Page MenuHomePhabricator

Illogical XML in sitematrix API output
Closed, ResolvedPublic

Description

Currently, it gives numerous entries like

<language code="aa" name="Afar">
  <site>
    <site url="http://aa.wikipedia.org" code="wiki" />
    <site url="http://aa.wiktionary.org" code="wiktionary" />
    <site url="http://aa.wikibooks.org" code="wikibooks" />
  </site>
</language>

While it would be much more logical to rename the upper-level <site> element to <sites> to:

  1. Make it more consistent with other parts of API
  2. When parsing the XML using functions that search for elements by name, that would exclude from output the <site> element that does not contain any useful information.
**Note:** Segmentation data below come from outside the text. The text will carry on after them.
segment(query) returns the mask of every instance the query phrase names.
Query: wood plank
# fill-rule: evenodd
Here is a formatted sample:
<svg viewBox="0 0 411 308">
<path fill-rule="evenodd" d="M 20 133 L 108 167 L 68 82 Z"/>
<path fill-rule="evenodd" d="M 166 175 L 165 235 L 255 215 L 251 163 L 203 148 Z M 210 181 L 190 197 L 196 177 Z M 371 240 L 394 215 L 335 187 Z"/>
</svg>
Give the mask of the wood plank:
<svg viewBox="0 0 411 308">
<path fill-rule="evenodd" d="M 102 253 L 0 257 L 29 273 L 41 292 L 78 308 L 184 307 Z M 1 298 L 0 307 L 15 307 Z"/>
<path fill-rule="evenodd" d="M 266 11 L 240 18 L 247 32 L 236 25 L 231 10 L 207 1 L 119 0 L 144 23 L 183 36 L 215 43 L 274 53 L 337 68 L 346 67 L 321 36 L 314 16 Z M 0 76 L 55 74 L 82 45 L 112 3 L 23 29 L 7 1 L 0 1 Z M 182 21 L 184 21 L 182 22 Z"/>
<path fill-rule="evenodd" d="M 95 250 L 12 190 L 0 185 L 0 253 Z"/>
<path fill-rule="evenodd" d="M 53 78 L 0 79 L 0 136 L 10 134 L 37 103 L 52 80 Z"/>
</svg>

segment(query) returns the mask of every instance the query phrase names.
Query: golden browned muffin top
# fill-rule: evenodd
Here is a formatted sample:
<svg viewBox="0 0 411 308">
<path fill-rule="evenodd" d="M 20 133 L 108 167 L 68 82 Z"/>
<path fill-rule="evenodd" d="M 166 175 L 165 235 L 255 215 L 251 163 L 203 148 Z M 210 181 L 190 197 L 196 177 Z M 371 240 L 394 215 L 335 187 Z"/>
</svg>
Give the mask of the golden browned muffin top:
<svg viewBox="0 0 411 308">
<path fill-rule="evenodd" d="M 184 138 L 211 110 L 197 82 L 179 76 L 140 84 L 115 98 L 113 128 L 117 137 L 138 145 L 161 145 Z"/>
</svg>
Yeah, that would be a breaking change, so much discussion and caution is needed.


Version: unspecified
Severity: enhancement
URL: http://en.wikipedia.org/w/api.php?action=sitematrix

Details

Reference
bz14955

Event Timeline

bzimport raised the priority of this task from to Low.Nov 21 2014, 10:10 PM
bzimport added a project: SiteMatrix.
bzimport set Reference to bz14955.
bzimport added a subscriber: Unknown Object (MLST).

Bryan.TongMinh wrote:

You're right about this, but I don't think breaking compatibility for aesthetic is a good idea. Suggest WONTFIX.

(In reply to comment #1)

You're right about this, but I don't think breaking compatibility for aesthetic
is a good idea. Suggest WONTFIX.

First, see 2) in my rationale - I had some troubles with parsing with the current schema. Second, which tools actually use this action? For example, AWB does, but in the way that will not be affected by the proposed change.

Bryan.TongMinh wrote:

(In reply to comment #2)

(In reply to comment #1)

You're right about this, but I don't think breaking compatibility for aesthetic
is a good idea. Suggest WONTFIX.

First, see 2) in my rationale - I had some troubles with parsing with the
current schema.

If you are using xpath it would be something like site/site
If you are using the DOM it would be something like document.getElementsByTagName('site') and then loop over the results and check getAttribute('url')
If you are using SAX it is a little more complicated, but not undoable if you are using OOP.

Second, which tools actually use this action? For example, AWB
does, but in the way that will not be affected by the proposed change.

We don't know which tools will break and that is the whole problem.

Assigned to API lead developer.

(In reply to comment #4)

Assigned to API lead developer.

Unassigning from me. This is an extension, not core, so it's up to the extension authors to fix the issue.

  • Bug 16003 has been marked as a duplicate of this bug. ***

Marking as WONTFIX per comments #1 and #3.

Reopening. Many things have been changed and tools had to accommodate.

It's tool what has to accommodate to changes in software, not software should accommodate to unknown tools. In this manor mediawiki would never fix any issue.

Semantics of the <sites> tag is indisputable.

Benefits like easier traversing as well.

Besides the tag itself can be removed since it's just double-bracketing in fact.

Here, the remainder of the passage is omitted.